Elle avait été annoncée par Téhéran, mais la réunion prévue lundi 14 septembre entre l’Iran et des pays du Golfe sur l’avenir du détroit d’Ormuz, n’aura pas lieu.
« Il a été décidé de reporter à une date ultérieure la réunion régionale qui devait se tenir lundi à Salalah [Oman], afin de créer les conditions propices à un dialogue constructif », a déclaré l’agence de presse officielle omanaise ONA. « Nous restons déterminés à promouvoir un dialogue contribuant à la stabilité et à une coopération durable dans notre région », a affirmé le ministre des affaires étrangères omanais, Badr Al-Busaidi, sur X, précisant que la réunion avait été annulée « afin de favoriser le consensus ».
Téhéran avait annoncé cette réunion et déclaré que des pays du Golfe, sans préciser lesquels, et l’Irak y participeraient. Aucun pays de la région n’avait cependant confirmé sa présence et Bahreïn avait précisé qu’il n’enverrait personne. Donald Trump a lui affirmé, dimanche, qu’il « se fich[ait] » de la réunion. « C’est leur affaire », a dit le président américain.
Oman et l’Iran sont les deux pays bordant, au Sud et au Nord, le détroit, par lequel transitaient environ 20 % des hydrocarbures mondiaux avant le début du conflit fin février, déclenché par des frappes israélo-américaines sur Téhéran. Dans la foulée, l’Iran a mené des frappes contre les riches monarchies pétrolières alliées de Washington et revendiqué le contrôle du détroit, poussant les Etats-Unis à imposer en représailles un blocus des ports iraniens.
Un accord en juin entre Washington et Téhéran a volé en éclats, les deux camps butant sur la question d’Ormuz. Et alors que les frappes ont repris récemment après un mois d’accalmie, le pétrole est repassé la semaine dernière au-dessus du seuil symbolique de 100 dollars (soit 86 euros environ) le baril.
L’Arabie saoudite prise en étau
L’Iran et le sultanat d’Oman, qui entretiennent de bonnes relations, discutent depuis plusieurs semaines de la gestion future du détroit, où la navigation était libre avant le déclenchement de la guerre. L’Iran exige désormais des navires qu’ils obtiennent de sa part une autorisation pour le franchir, invoquant des raisons de sécurité et de souveraineté, et réfléchit à un mécanisme pour imposer des frais de service.

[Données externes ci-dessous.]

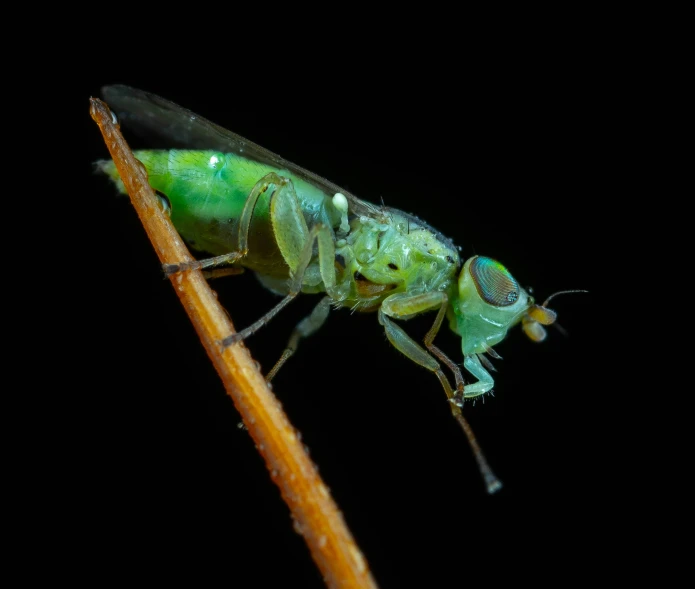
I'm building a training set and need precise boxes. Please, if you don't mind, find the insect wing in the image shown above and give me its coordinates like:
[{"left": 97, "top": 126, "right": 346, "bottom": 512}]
[{"left": 102, "top": 85, "right": 380, "bottom": 217}]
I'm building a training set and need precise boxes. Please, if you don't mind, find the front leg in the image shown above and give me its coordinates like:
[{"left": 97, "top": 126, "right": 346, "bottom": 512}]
[
  {"left": 222, "top": 174, "right": 340, "bottom": 347},
  {"left": 379, "top": 292, "right": 502, "bottom": 493}
]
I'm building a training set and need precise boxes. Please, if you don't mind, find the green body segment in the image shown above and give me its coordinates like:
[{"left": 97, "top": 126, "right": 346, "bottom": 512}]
[{"left": 104, "top": 149, "right": 340, "bottom": 279}]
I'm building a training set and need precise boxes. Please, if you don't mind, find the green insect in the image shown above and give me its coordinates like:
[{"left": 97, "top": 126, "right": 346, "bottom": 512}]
[{"left": 98, "top": 86, "right": 580, "bottom": 493}]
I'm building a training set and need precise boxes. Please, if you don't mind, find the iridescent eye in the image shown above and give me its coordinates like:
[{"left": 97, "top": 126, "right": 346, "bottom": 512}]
[{"left": 470, "top": 256, "right": 519, "bottom": 307}]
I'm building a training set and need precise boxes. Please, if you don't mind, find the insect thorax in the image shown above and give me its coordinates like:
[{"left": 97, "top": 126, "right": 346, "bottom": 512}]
[{"left": 336, "top": 208, "right": 459, "bottom": 311}]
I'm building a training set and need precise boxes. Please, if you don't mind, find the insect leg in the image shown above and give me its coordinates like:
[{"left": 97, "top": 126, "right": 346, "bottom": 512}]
[
  {"left": 463, "top": 355, "right": 495, "bottom": 398},
  {"left": 222, "top": 174, "right": 339, "bottom": 347},
  {"left": 162, "top": 172, "right": 286, "bottom": 276},
  {"left": 379, "top": 293, "right": 454, "bottom": 399},
  {"left": 265, "top": 297, "right": 331, "bottom": 382},
  {"left": 379, "top": 292, "right": 502, "bottom": 493}
]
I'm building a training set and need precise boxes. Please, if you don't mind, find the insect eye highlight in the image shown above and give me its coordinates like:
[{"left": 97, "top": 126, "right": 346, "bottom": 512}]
[{"left": 470, "top": 256, "right": 519, "bottom": 307}]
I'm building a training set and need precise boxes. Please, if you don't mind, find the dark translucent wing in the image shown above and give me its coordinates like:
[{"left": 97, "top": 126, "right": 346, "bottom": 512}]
[{"left": 101, "top": 85, "right": 380, "bottom": 217}]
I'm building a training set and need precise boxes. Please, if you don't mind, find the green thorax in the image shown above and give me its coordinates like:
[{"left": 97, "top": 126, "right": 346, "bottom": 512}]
[
  {"left": 336, "top": 207, "right": 459, "bottom": 311},
  {"left": 125, "top": 149, "right": 340, "bottom": 278}
]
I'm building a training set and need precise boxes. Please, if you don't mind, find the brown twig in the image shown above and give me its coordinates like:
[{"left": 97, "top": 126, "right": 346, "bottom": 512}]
[{"left": 90, "top": 98, "right": 376, "bottom": 588}]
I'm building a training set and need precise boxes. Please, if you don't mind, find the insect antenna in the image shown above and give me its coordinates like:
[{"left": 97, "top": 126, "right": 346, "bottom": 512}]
[
  {"left": 541, "top": 290, "right": 589, "bottom": 307},
  {"left": 553, "top": 323, "right": 570, "bottom": 337}
]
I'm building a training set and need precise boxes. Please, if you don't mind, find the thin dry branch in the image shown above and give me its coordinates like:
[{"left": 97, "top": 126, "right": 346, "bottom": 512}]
[{"left": 90, "top": 98, "right": 376, "bottom": 588}]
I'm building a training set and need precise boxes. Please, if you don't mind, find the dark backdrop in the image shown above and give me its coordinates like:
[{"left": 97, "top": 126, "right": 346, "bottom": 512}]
[{"left": 68, "top": 51, "right": 623, "bottom": 589}]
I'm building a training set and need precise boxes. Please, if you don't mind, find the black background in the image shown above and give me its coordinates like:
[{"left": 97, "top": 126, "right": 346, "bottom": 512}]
[{"left": 64, "top": 43, "right": 626, "bottom": 589}]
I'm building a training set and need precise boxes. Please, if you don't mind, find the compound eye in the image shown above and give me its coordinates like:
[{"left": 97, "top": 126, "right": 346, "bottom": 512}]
[{"left": 470, "top": 256, "right": 519, "bottom": 307}]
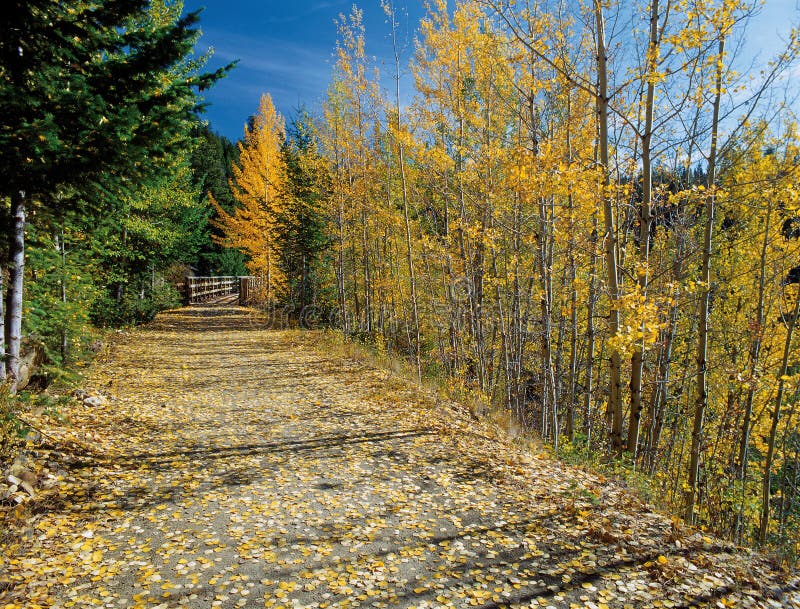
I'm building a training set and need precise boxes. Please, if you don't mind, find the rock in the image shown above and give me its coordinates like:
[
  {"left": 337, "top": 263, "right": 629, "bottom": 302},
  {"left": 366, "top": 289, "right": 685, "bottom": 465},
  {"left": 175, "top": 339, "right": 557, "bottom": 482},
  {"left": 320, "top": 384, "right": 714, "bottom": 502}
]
[{"left": 83, "top": 395, "right": 108, "bottom": 408}]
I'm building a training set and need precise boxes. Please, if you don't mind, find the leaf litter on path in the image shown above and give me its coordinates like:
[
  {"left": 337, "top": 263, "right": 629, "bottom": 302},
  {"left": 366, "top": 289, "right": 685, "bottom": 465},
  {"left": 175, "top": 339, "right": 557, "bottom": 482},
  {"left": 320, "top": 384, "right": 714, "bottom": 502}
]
[{"left": 0, "top": 306, "right": 800, "bottom": 609}]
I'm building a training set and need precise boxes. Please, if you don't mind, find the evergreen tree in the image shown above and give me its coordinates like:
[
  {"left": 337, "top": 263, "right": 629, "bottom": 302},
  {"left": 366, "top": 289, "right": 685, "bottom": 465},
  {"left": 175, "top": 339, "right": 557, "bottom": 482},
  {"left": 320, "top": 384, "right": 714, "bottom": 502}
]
[{"left": 0, "top": 0, "right": 230, "bottom": 384}]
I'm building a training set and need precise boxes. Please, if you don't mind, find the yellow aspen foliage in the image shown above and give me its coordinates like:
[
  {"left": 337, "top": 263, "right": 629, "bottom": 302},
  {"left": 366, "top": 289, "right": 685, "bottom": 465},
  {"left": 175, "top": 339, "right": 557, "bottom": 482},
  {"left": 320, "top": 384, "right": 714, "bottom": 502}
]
[{"left": 211, "top": 95, "right": 287, "bottom": 301}]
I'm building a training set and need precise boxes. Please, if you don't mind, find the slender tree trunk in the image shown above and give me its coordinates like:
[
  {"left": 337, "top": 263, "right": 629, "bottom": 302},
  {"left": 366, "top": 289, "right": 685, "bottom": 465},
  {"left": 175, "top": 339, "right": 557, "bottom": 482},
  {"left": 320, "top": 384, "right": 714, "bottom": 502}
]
[
  {"left": 627, "top": 0, "right": 658, "bottom": 463},
  {"left": 594, "top": 0, "right": 624, "bottom": 455},
  {"left": 58, "top": 226, "right": 69, "bottom": 364},
  {"left": 734, "top": 197, "right": 772, "bottom": 539},
  {"left": 384, "top": 5, "right": 422, "bottom": 382},
  {"left": 684, "top": 33, "right": 725, "bottom": 524},
  {"left": 583, "top": 212, "right": 598, "bottom": 447},
  {"left": 5, "top": 190, "right": 26, "bottom": 392},
  {"left": 758, "top": 287, "right": 800, "bottom": 544},
  {"left": 0, "top": 268, "right": 6, "bottom": 383}
]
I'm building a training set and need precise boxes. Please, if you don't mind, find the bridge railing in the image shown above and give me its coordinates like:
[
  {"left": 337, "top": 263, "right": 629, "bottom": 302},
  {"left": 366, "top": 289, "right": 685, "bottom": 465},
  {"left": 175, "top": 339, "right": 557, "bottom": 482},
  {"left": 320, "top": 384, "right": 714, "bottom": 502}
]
[
  {"left": 184, "top": 276, "right": 240, "bottom": 304},
  {"left": 239, "top": 275, "right": 267, "bottom": 307}
]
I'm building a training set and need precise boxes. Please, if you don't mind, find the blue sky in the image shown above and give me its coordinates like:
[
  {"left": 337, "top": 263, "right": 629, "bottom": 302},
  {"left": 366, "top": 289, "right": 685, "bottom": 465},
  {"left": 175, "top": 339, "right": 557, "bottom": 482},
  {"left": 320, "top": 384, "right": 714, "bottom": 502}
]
[
  {"left": 185, "top": 0, "right": 424, "bottom": 140},
  {"left": 185, "top": 0, "right": 800, "bottom": 140}
]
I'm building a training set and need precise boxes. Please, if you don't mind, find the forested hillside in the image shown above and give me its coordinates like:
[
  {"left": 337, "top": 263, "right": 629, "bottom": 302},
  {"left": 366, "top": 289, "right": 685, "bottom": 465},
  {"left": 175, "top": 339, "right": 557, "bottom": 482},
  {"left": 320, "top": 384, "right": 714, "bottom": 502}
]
[
  {"left": 209, "top": 0, "right": 800, "bottom": 560},
  {"left": 0, "top": 0, "right": 238, "bottom": 372}
]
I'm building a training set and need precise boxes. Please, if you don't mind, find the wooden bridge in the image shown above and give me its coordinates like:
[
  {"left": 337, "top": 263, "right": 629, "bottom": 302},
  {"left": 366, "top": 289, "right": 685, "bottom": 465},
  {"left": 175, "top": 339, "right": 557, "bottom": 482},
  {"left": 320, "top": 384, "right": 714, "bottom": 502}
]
[{"left": 183, "top": 275, "right": 264, "bottom": 305}]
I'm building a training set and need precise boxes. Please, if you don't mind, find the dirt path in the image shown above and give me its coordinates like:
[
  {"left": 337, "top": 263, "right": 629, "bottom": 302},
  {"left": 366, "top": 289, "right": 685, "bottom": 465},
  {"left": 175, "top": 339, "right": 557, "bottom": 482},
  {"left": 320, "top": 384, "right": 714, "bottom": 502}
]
[{"left": 0, "top": 307, "right": 800, "bottom": 609}]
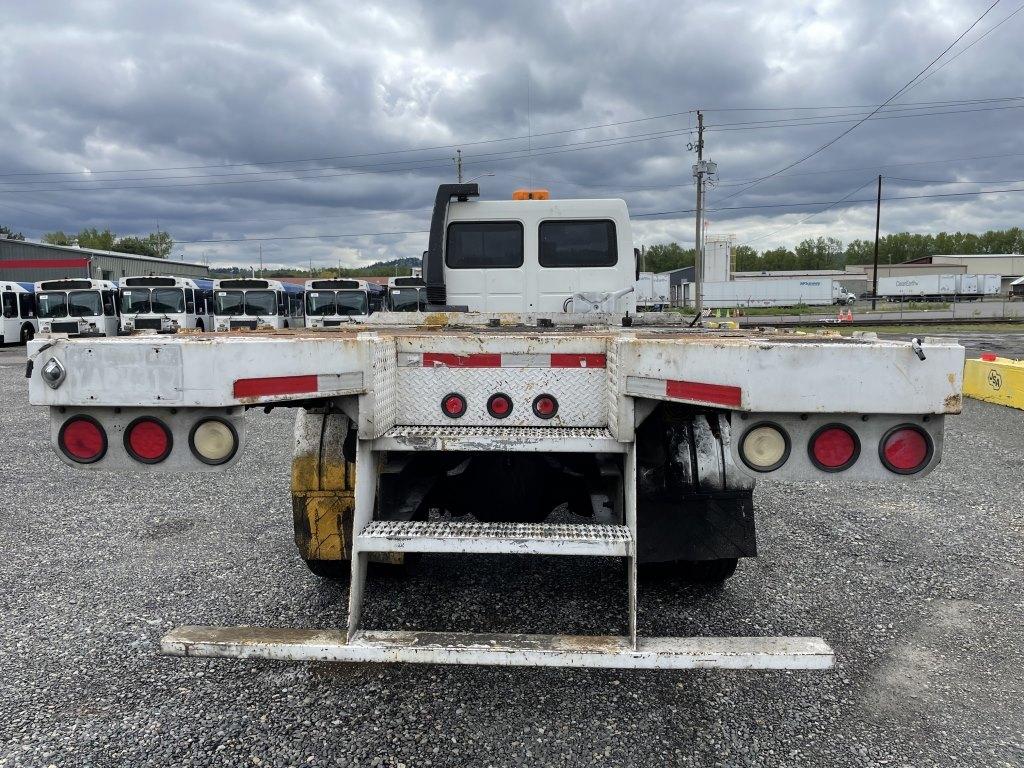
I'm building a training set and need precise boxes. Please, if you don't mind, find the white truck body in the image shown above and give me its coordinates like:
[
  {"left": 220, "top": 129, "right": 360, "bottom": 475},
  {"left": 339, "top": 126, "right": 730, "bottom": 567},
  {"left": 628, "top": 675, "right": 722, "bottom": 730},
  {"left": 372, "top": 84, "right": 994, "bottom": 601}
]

Les navires qui n’ont pas d’autorisation sont régulièrement visés par l’Iran, tandis que les Etats-Unis bombardent périodiquement le littoral iranien pour contester l’emprise de Téhéran sur le détroit.
Les rebelles houthistes pro-iraniens du Yémen, qui avaient annoncé en juillet un blocus maritime contre l’Arabie saoudite et visé ses pétroliers, ont récemment mis la main sur le détroit stratégique de Bab Al-Mandab, par lequel passe le trafic maritime à destination et en provenance du canal de Suez. Avec le verrouillage d’Ormuz de l’autre côté de la péninsule arabique, le royaume saoudien, premier exportateur mondial de brut, se retrouve pris en étau.